Video conferencing enables meetings to take place without the requirement of being physically present in the same room (Ignatowicz et al., 2019). The performance of the video-conference system, which is based on Internet connectivity, image and sound quality, strongly influences the meeting experience, as limited image quality as well as small screen images hinder communication (Allen et al., 2008). Delays in sound transmission adversely affect the conversation and communication as it becomes difficult to maintain a natural flow and take turns in the conversation. Studies show that it can be more difficult to establish and maintain trust in each other in a video-conference meeting, compared to face-to-face.
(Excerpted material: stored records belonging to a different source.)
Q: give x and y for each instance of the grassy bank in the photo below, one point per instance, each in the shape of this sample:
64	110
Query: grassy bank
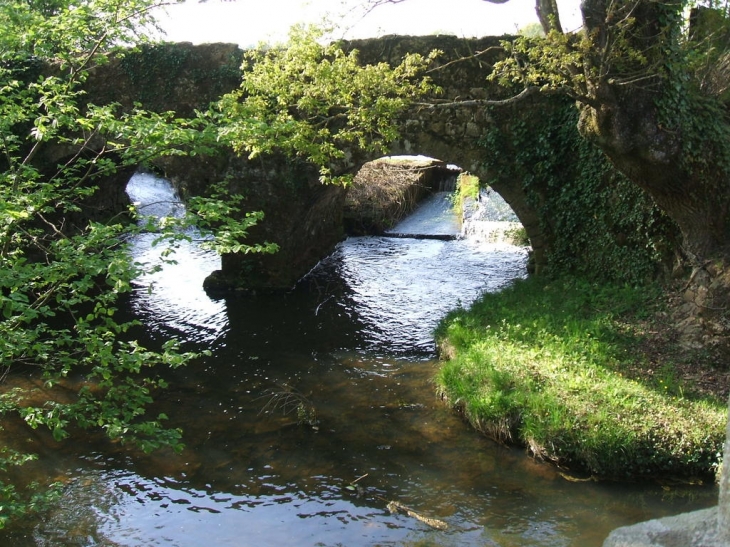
579	375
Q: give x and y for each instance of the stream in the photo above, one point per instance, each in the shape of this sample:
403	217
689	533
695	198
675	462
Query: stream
315	410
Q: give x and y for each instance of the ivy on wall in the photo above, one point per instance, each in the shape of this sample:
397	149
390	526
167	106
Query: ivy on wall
596	222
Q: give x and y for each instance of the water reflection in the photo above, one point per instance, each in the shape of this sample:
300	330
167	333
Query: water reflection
353	339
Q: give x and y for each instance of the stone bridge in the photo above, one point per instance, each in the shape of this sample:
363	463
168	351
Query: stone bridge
302	216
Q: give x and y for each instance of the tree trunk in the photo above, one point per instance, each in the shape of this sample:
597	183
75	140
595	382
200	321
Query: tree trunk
634	70
627	130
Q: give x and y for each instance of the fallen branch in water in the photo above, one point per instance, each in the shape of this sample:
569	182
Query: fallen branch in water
394	507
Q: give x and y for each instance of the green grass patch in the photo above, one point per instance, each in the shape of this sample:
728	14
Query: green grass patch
467	187
552	365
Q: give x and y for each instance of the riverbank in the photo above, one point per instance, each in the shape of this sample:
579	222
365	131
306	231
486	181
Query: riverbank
591	377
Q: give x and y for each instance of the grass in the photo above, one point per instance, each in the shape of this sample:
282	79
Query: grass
564	368
467	187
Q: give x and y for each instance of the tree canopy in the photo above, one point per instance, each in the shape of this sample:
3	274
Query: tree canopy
65	262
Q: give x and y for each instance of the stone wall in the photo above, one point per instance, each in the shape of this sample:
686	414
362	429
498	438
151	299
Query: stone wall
182	78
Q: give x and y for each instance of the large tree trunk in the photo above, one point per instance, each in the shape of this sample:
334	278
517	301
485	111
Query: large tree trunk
626	128
623	117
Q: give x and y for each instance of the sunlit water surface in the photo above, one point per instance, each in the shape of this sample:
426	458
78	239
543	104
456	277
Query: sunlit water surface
352	342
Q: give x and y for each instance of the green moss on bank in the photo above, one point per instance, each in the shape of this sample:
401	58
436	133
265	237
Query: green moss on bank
562	368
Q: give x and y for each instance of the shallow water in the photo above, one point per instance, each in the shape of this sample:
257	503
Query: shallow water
352	343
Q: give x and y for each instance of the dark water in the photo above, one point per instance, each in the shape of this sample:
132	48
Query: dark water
352	344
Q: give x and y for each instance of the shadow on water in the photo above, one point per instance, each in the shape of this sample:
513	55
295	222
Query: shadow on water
352	343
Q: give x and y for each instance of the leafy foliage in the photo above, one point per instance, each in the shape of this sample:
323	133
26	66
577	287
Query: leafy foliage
65	263
317	102
598	223
64	266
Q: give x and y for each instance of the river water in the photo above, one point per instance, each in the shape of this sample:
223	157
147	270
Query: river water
315	410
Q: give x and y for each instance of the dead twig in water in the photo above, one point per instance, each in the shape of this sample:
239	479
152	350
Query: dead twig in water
395	507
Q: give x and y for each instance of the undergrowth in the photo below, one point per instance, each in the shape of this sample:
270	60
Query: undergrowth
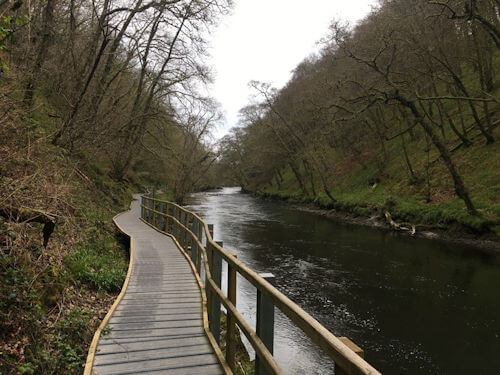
53	298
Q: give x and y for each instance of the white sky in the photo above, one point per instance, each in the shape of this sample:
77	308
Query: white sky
265	40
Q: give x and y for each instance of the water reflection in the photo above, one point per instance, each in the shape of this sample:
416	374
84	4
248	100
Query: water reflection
416	306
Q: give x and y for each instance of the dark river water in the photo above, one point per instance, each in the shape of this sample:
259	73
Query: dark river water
415	306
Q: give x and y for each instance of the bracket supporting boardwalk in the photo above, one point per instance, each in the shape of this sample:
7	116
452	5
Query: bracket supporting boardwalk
167	320
157	326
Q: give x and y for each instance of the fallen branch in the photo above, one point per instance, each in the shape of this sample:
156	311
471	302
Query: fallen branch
399	226
27	215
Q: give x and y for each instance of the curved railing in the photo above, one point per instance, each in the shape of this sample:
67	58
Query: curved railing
196	237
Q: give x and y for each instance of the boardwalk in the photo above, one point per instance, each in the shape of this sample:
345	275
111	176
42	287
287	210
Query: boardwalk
157	328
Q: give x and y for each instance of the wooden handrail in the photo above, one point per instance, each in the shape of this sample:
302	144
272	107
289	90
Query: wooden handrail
340	353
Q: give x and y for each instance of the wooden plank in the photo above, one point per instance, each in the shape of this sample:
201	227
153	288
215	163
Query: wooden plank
147	365
153	353
158	325
169	342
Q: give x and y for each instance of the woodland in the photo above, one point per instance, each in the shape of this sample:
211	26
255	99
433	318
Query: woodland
397	116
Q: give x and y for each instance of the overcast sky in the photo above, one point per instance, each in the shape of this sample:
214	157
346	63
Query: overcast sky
264	40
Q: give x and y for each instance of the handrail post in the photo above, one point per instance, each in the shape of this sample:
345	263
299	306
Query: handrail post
216	270
208	248
230	321
194	244
200	234
154	213
356	349
142	206
265	323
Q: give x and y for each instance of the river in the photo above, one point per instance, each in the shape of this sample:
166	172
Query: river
415	306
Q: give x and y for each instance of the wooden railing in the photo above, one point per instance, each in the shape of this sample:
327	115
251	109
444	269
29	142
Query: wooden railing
196	237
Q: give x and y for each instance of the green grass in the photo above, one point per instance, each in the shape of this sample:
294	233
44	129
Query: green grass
479	166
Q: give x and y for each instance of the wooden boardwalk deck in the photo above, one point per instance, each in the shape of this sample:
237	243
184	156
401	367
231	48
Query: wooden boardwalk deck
157	327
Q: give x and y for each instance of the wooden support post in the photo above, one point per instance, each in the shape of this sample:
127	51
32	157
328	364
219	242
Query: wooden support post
142	208
230	321
194	245
175	223
182	235
265	323
200	234
356	349
154	213
215	305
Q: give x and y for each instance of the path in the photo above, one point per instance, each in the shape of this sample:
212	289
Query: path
157	328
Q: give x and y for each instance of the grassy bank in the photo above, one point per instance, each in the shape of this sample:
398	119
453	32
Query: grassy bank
428	203
53	297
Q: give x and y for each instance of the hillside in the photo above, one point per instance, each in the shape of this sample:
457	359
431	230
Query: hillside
396	117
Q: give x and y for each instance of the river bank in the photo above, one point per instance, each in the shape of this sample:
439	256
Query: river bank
408	302
478	235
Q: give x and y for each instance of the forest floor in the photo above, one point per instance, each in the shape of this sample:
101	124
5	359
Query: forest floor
53	297
428	207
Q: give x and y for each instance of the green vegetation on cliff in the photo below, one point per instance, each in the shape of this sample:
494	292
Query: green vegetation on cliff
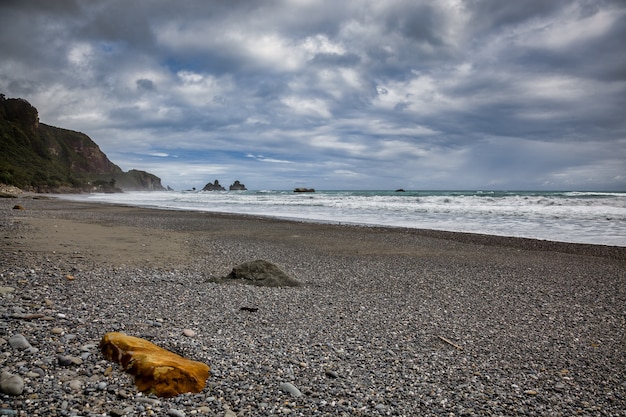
44	158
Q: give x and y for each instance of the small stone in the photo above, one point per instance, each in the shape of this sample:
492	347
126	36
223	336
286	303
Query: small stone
6	290
76	385
11	384
291	389
69	360
18	341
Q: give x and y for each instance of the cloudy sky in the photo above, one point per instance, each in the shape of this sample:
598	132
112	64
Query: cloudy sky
354	94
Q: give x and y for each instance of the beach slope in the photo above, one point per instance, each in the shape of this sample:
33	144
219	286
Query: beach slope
388	321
Thus, there are several challenges associated with video-conference meetings, and video conferencing does not always live up to its expectations. In fact, the implementation and use of video conferencing in care planning have proven to be more complex and time consuming than initially anticipated (Shubber et al., 2018). In video-conference meetings, challenges can increase further with the number of participants. Communication through video conferencing is perceived to be more difficult than it would be face-to-face, and impairs the ability to build trust with the patient (Graves et al., 2018). Factors that determine the quality of a video-conference meeting are related to the possibilities of establishing human interaction, where eye contact is an important aspect.
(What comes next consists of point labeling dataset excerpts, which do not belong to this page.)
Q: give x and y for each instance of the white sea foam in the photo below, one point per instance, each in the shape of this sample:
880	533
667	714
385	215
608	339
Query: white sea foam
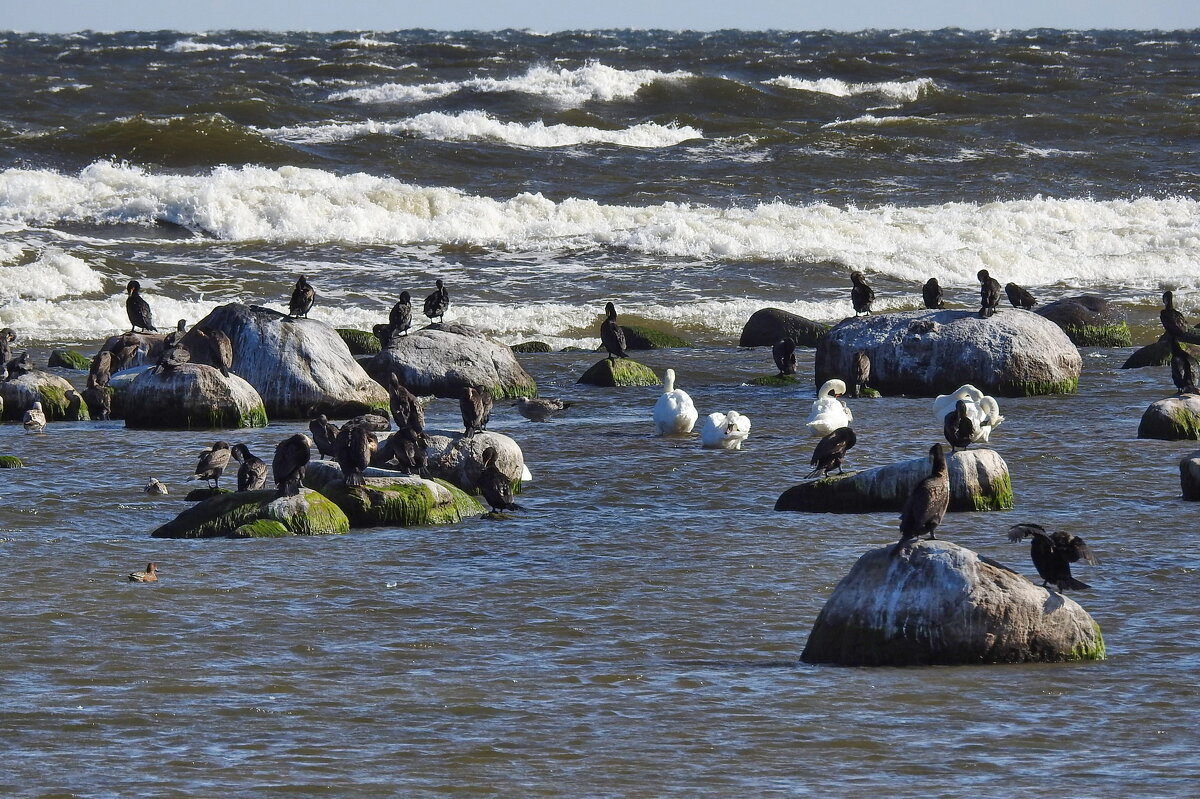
563	86
895	90
481	126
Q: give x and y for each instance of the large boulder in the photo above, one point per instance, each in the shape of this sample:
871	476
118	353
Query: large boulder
444	359
768	326
1173	419
59	398
979	481
191	396
300	367
1189	476
934	602
257	515
393	499
459	458
1089	320
925	353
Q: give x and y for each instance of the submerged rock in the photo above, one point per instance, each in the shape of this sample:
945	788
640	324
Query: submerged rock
1173	419
925	353
444	359
257	514
935	602
979	480
1089	320
619	372
393	499
190	396
768	326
2.3 Person-centred care via video conferencing

Over the past two decades, person-centred care has gained more attention, especially in relation to research and policies linked to high-quality health care (Mead & Bower, 2000). Currently, there is no uniform definition of the concept of person-centred care, but a recurring theme concerns the ethical issue of treating patients as persons (Epstein & Street, 2011). A prerequisite for performing person-centred care is the healthcare provider's ability to communicate and interact with the patient in a person-centred manner. In providing health care, professionals are required to be open and responsive to each patient, perceive the patient as an expert, with regard to his/her own health, and treat the patient as a partner and an equal person.

Previous literature has found that person-centred care has a positive impact on healthcare outcomes (Olsson et al., 2013). Person-centred care, which involves shared decision-making, aided decision-making and meaningful encounters, gives frail older persons the possibility to confirm and retain a position in the context, and increases their well-being and independence (Forsman & Svensson, 2019). Video conferencing specifically challenges person-centred care, as the professionals encounter a work phenomenon that entwines task execution and relationship building within a virtual media environment (LeRouge et al., 2012).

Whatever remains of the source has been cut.